Binary Size Woes
I wrote this post last week for privately sharing with some people that asked for it. Coincidentally, McLaren wrote a thread that blew up a few days later. It was surprising to me—I had no idea this was that interesting to people! So, I’m polishing up what I had already written and am sharing it, more or less unchanged, below. Not too much is news after what was already disclosed on Twitter, but a few details are fleshed out. Maybe it’s interesting to some people.
Uber rewrote its iOS Rider app in Swift in 2016. We were early adopters of Swift, so we encountered a few surprises along the way.
About a year after the rewrite was released to users, in March 2017, a couple of engineers (robbert & mclaren) simultaneously & coincidentally realized that our app’s download size was growing much faster than our previous Objective-C app had grown. Robbert did some projections with historical size data he pulled using fastlane and calculated that we would surpass Apple’s then 100 MB over-the-air (OTA) download limit in three months. Crossing this threshold would mean that users would be required to connect to WiFi to download the app. We didn’t know how exactly this would impact business metrics, but we hypothesized that it would depress growth.

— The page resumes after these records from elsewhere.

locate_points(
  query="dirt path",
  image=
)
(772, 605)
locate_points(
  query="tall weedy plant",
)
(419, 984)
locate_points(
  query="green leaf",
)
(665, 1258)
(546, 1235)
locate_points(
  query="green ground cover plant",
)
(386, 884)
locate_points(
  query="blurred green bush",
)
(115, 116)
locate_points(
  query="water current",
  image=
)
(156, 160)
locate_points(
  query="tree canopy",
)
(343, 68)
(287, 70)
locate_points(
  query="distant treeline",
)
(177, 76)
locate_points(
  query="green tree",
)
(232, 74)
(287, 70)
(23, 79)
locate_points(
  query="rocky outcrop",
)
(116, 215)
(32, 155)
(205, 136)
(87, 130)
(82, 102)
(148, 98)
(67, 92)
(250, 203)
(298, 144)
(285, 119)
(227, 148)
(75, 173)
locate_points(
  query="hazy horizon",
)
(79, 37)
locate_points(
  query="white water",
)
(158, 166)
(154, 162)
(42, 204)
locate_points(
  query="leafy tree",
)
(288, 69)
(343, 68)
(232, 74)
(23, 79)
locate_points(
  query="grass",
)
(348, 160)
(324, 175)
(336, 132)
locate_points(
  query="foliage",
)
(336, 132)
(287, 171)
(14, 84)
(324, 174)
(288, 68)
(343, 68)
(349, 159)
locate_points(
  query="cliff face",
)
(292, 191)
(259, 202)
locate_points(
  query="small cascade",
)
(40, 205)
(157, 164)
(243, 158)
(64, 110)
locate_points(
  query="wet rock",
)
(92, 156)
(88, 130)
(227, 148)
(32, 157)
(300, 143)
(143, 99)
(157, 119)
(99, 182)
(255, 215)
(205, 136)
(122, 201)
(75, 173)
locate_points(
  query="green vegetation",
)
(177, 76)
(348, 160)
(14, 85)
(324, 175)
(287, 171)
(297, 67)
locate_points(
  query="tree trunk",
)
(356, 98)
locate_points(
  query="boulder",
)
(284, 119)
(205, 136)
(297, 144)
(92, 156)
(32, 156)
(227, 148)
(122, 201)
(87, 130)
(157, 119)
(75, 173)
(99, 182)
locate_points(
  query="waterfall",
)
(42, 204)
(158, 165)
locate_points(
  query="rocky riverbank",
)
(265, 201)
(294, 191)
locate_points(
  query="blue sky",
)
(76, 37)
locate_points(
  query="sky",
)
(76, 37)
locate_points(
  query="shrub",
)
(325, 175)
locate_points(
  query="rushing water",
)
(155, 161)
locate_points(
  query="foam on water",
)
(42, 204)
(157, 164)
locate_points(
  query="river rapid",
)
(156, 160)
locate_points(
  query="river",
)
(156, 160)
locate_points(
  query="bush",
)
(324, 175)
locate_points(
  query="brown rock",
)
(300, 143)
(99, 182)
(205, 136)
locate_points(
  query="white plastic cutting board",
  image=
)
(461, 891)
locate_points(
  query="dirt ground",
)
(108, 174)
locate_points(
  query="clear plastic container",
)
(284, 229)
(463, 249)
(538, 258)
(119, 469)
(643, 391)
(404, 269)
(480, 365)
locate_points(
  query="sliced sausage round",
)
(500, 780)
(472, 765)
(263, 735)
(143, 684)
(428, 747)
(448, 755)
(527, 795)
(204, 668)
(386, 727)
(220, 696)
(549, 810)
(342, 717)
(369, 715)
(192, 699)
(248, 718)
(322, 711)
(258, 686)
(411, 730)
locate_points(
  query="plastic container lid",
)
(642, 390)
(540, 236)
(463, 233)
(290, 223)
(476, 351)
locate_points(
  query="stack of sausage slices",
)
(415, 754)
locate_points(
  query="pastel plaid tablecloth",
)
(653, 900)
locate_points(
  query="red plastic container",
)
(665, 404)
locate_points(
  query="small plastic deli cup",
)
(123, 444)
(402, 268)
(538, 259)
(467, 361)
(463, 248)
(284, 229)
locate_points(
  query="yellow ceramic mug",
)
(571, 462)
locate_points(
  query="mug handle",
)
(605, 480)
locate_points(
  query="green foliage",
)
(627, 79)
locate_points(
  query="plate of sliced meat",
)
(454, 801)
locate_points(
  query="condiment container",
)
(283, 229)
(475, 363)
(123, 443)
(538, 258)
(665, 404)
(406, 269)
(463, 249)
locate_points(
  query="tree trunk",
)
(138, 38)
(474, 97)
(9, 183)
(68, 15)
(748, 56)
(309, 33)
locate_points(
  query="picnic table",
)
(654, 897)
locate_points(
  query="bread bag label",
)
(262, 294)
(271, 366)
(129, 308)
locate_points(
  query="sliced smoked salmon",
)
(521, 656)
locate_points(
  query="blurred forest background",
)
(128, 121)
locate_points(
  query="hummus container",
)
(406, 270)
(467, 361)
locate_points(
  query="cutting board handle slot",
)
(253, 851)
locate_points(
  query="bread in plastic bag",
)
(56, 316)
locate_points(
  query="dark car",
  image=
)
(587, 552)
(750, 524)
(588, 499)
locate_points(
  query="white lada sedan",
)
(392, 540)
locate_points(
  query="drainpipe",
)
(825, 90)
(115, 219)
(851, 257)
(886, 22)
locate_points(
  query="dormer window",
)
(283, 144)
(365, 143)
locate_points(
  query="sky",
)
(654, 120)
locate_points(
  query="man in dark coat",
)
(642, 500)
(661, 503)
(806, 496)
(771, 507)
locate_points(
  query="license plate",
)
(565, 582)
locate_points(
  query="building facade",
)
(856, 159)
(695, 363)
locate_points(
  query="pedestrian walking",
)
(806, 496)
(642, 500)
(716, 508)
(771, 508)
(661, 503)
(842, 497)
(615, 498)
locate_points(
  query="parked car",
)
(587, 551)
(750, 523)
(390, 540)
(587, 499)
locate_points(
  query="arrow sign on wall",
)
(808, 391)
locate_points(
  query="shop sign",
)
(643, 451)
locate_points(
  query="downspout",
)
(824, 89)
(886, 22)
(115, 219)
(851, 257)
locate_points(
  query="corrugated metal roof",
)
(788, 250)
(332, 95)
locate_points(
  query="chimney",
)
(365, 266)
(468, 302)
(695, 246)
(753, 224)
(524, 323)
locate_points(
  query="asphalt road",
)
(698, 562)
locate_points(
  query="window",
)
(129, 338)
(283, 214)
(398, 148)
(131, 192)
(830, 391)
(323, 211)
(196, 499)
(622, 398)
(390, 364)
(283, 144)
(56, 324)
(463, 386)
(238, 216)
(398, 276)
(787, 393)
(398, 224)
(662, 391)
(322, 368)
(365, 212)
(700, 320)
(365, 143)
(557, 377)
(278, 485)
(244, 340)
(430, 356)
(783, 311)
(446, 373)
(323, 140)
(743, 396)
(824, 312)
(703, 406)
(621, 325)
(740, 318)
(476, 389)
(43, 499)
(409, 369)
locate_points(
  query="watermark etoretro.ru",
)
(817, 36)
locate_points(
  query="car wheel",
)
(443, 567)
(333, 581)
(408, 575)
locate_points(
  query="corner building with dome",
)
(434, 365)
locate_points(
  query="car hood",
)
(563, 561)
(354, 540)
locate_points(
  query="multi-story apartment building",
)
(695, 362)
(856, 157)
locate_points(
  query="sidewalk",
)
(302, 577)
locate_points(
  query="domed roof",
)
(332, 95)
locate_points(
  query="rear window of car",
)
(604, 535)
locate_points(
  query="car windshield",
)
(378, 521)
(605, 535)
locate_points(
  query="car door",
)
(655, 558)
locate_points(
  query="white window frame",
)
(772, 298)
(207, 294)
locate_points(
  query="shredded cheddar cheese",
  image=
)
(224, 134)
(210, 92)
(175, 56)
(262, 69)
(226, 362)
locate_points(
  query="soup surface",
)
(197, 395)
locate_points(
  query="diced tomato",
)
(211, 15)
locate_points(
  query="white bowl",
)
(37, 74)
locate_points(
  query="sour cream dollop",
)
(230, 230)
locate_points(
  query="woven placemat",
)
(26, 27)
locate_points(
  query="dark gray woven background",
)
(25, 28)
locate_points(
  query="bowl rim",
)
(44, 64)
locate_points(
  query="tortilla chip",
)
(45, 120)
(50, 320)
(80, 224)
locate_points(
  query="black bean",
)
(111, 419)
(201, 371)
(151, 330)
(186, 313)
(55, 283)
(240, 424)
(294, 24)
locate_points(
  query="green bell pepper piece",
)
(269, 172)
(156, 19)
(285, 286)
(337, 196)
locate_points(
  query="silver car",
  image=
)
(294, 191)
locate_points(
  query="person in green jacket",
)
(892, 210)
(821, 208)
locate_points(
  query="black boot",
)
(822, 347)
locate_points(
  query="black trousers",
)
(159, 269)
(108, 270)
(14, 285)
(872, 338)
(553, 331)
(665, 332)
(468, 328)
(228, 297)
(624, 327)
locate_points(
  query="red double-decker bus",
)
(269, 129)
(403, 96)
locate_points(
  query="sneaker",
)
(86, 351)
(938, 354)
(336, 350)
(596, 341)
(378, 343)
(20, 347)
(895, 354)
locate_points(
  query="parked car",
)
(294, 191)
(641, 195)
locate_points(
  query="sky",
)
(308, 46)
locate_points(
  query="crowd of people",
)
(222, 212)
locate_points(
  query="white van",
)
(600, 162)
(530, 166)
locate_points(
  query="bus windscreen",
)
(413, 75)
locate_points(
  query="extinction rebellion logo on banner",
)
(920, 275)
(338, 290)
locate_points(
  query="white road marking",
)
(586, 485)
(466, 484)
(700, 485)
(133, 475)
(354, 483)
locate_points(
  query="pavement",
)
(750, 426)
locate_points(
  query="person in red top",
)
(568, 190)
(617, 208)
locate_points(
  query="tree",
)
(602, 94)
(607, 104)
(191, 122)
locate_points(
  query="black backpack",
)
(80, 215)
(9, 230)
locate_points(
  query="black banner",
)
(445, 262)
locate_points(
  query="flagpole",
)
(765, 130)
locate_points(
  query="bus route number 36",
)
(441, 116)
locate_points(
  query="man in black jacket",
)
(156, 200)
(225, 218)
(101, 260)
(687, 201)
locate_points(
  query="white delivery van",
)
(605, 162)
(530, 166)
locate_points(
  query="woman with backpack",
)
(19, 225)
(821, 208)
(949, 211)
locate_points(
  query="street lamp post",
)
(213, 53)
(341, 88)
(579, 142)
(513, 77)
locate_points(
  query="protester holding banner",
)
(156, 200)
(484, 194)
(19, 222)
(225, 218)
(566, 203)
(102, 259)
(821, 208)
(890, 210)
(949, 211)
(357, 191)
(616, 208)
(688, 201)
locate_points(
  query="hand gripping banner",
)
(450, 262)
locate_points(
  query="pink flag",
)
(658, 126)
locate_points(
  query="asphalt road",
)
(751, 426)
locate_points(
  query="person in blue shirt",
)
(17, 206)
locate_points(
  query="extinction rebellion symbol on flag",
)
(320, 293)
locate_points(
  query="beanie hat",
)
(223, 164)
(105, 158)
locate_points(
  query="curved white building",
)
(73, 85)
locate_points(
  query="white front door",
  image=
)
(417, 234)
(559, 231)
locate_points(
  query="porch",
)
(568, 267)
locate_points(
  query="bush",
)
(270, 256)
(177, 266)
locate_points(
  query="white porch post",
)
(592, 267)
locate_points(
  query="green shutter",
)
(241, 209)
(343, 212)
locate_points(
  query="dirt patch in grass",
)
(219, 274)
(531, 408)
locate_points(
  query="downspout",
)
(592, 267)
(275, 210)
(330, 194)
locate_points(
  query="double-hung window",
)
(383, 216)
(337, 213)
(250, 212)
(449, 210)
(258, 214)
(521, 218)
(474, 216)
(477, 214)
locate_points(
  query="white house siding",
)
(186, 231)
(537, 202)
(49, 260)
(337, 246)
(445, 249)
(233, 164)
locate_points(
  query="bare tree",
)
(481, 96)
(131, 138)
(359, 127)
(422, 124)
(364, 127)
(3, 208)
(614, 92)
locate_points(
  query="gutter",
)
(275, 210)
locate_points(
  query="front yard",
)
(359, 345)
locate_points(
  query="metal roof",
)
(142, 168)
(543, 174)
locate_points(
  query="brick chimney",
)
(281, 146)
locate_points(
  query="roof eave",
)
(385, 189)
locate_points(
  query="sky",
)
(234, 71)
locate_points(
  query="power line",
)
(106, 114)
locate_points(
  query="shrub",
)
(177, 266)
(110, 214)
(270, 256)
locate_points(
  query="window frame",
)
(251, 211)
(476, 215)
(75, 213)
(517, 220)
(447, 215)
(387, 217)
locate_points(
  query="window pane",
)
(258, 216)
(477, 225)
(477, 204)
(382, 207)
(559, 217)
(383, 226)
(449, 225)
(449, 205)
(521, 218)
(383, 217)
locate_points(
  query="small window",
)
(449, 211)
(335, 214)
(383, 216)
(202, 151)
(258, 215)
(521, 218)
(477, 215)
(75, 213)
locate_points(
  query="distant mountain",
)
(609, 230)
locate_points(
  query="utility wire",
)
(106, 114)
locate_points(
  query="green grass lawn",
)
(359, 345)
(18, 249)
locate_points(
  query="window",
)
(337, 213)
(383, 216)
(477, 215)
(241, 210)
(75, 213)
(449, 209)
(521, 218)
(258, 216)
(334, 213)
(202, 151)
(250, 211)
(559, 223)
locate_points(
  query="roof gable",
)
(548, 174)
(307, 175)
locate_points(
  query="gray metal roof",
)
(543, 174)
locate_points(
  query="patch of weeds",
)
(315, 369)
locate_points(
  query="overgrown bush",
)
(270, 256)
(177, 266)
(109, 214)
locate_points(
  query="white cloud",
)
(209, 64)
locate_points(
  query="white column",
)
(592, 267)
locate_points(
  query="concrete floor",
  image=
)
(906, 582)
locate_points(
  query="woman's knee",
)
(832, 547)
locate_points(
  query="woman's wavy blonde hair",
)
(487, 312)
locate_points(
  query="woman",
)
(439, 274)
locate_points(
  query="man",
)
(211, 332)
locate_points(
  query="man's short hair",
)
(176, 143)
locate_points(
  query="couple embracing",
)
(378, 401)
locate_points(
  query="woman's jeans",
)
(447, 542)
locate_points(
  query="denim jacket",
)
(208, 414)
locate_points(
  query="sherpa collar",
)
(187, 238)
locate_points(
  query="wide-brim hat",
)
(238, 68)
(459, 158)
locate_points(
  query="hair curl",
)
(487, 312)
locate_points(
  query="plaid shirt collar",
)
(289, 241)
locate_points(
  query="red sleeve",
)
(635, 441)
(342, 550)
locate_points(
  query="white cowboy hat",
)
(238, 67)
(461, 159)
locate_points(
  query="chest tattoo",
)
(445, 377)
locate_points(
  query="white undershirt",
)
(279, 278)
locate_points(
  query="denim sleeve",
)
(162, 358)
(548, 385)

Internally, this hypothesis was controversial. Colleagues who had worked at other companies with Very Large Apps said that they had seen no business impact to crossing the threshold — results that we were not sure generalized to our app (these companies had a better-known mobile web version of their app than we did). In addition, if we concluded that crossing the threshold had significant business impact, we would have to limit new code additions until we found a more sustainable solution to code growth. Naturally, product teams who depended on adding new functionality to the app to achieve their goals did not like the idea of being limited in what they could add.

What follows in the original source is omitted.